I dati di consuntivo mostrano che già nel 2018 la ripresa delle Pmi, che durava dal 2013, aveva perso slancio in tutta il Paese. Nel 2018-19 la crescita era rallentata e la redditività era tornata a diminuire. Ciò non aveva, però, intaccato il rafforzamento della struttura finanziaria, che vede le Pmi con pochi debiti in bilancio e con un basso peso degli oneri finanziari.
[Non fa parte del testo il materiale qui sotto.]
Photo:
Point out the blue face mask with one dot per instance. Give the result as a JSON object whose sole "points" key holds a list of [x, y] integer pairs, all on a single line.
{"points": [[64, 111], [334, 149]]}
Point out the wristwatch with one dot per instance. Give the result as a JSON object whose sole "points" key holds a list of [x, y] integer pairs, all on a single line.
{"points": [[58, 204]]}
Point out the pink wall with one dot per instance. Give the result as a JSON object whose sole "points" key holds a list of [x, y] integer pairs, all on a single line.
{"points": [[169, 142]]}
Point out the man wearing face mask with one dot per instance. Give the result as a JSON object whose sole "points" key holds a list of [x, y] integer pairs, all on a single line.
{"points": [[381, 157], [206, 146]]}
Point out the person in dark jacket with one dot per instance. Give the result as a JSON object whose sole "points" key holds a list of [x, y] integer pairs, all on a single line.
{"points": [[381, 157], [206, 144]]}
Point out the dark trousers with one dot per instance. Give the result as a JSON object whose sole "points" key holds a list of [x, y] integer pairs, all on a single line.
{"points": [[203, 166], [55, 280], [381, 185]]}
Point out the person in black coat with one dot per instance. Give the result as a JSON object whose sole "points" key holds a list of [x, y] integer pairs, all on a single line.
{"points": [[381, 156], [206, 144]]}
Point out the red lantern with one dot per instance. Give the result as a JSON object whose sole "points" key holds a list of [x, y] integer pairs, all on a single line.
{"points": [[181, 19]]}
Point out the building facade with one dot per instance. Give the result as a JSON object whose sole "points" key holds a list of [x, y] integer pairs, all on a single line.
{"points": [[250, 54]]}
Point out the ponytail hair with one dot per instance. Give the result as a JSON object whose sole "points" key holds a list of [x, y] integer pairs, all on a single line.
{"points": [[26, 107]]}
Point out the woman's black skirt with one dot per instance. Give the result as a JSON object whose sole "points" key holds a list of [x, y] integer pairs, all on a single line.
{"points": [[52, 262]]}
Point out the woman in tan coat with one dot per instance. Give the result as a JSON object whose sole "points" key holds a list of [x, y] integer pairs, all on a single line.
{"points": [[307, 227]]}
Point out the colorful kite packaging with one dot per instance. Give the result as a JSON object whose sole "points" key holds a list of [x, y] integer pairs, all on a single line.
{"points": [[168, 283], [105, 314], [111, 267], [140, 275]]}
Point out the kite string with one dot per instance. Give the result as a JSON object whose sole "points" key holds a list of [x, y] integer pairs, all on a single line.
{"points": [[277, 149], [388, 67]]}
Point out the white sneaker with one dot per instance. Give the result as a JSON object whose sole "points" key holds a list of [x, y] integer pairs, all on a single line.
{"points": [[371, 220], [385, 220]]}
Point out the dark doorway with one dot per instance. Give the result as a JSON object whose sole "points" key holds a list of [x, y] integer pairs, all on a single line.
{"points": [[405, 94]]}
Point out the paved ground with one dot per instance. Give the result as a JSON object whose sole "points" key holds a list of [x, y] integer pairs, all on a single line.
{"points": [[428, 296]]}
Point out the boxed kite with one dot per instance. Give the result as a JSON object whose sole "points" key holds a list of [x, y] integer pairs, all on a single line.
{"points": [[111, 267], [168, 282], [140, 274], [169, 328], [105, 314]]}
Nonostante ciò, la maggiore solidità finanziaria non sarà sufficiente per molte delle Pmi a reggere l’urto degli effetti economici del Covid-19, che potrebbe trasformarsi in una recessione lunga e con conseguenze sociali difficilmente sostenibili nel caso di fallimenti in massa e di perdita di capacità produttiva.
Le analisi fanno presagire che al termine dell’emergenza la forbice tra le imprese settentrionali e quelle meridionali sia destinata ad aumentare: inizialmente quelle del Centro-Sud risentiranno meno della caduta dei ricavi nel 2020, grazie a una maggiore specializzazione in settori anticiclici o essenziali; d’altra parte, però, i fondamentali più fragili le rendono più a rischio di fronte a shock di forte intensità.
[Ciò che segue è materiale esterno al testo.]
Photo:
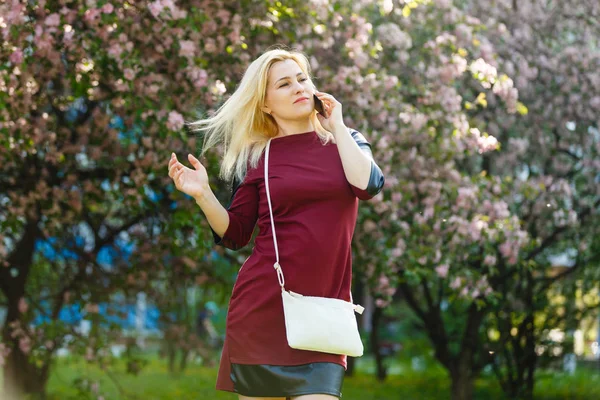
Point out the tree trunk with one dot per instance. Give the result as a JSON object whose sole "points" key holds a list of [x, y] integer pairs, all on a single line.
{"points": [[462, 382], [20, 376], [376, 345]]}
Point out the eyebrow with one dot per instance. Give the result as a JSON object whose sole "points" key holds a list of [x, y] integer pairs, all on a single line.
{"points": [[287, 77]]}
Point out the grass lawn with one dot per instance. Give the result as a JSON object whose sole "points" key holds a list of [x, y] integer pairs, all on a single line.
{"points": [[155, 383]]}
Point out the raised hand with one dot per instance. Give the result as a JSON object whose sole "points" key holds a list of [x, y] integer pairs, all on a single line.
{"points": [[193, 182]]}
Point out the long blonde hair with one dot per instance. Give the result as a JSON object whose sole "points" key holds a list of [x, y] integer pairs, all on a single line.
{"points": [[241, 126]]}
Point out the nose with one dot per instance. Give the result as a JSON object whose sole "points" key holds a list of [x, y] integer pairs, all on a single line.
{"points": [[298, 88]]}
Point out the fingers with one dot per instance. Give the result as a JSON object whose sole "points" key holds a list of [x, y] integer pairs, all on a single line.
{"points": [[195, 162], [177, 175]]}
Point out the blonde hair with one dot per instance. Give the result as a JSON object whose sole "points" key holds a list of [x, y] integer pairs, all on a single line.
{"points": [[241, 126]]}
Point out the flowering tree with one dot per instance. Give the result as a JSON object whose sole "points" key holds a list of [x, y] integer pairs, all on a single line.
{"points": [[471, 221], [92, 101], [94, 97]]}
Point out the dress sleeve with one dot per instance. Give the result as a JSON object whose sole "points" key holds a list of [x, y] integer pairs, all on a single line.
{"points": [[243, 213], [376, 179]]}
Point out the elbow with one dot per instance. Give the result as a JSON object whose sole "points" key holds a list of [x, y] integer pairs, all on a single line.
{"points": [[376, 180]]}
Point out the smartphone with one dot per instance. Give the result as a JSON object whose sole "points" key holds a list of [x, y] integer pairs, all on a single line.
{"points": [[319, 106]]}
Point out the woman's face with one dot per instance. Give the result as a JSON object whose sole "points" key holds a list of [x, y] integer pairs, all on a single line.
{"points": [[289, 93]]}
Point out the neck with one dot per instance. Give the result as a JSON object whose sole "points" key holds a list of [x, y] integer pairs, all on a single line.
{"points": [[294, 127]]}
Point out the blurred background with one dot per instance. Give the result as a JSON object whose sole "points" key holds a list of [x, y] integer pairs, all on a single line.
{"points": [[477, 264]]}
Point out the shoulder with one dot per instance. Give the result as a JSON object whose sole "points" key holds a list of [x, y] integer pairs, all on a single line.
{"points": [[359, 138]]}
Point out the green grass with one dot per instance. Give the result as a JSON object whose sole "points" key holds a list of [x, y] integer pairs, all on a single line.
{"points": [[155, 383]]}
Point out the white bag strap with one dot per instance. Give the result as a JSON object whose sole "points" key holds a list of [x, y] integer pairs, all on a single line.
{"points": [[277, 267], [358, 308]]}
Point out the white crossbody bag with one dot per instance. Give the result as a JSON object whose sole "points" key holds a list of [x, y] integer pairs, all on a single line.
{"points": [[321, 324]]}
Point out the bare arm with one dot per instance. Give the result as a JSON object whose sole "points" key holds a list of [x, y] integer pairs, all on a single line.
{"points": [[357, 165], [194, 182]]}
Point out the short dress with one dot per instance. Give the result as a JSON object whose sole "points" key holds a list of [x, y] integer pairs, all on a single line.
{"points": [[315, 210]]}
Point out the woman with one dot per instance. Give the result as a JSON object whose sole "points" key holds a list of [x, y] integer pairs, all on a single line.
{"points": [[318, 169]]}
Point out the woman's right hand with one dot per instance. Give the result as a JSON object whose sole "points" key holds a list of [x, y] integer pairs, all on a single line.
{"points": [[193, 182]]}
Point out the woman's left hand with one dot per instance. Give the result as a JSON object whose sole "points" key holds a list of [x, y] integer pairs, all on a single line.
{"points": [[333, 110]]}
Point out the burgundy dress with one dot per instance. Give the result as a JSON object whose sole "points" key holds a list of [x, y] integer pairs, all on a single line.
{"points": [[315, 210]]}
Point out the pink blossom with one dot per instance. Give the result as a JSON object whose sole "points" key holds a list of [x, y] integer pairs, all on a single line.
{"points": [[23, 305], [108, 8], [129, 74], [489, 260], [91, 14], [25, 344], [198, 76], [175, 121], [155, 8], [52, 20], [115, 50], [381, 303], [187, 48], [442, 270], [89, 354], [456, 283], [16, 57], [4, 352]]}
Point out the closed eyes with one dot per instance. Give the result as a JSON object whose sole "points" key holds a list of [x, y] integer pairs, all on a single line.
{"points": [[301, 80]]}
L’emergenza sanitaria potrebbe produrre effetti maggiori sui conti economici delle Pmi che operano nel Nord, ma lasciare ferite più profonde al Sud, in termini di struttura finanziaria e di capacità di rimanere sul mercato.
Su questo si concentra il Rapporto: più di 1/3 delle 156mila società analizzate (60mila unità secondo lo scenario base e 70mila in caso di una nuova ondata di contagi dopo l’estate) potrebbero entrare in crisi di liquidità nel corso del 2020 per effetto del Covid-19: sarebbero necessari tra i 25 e i 37 miliardi di euro per superare questa fase, evitando costi sociali molto importanti, con 1,8 milioni di lavoratori impiegati nelle Pmi con potenziali problemi di liquidità.
Si stima inoltre una contrazione del fatturato del 12,8% nel 2020, che si tradurrà nel complesso in una perdita di 227 miliardi di fatturato nel biennio 2020-21 rispetto a uno scenario tendenziale di lenta crescita delle vendite. In uno scenario pessimistico, in caso di nuove ondate del Covid-19, il calo dei ricavi è stimato a -18,1% per l’anno in corso (+16,5% nel 2021), con minori ricavi che sfioreranno i 300 miliardi di euro per le Pmi analizzate nel biennio di previsione.
L’impatto del Covid-19 sui sistemi territoriali di Pmi dipenderà molto dalla specializzazione settoriale: le previsioni sono di shock maggiori per i settori più penalizzati dalle norme sul distanziamento sociale, dalla riduzione della mobilità e dagli effetti sul commercio internazionale. Il Covid-19 rappresenta una scossa senza precedenti per le Pmi italiane e potrebbe portare a una lunga recessione. L’esito dipenderà sia dall’efficacia delle misure di breve termine con cui il governo è intervenuto durante l’emergenza, sia da quelle con un orizzonte più lungo, mirate ad agganciare una ripresa solida.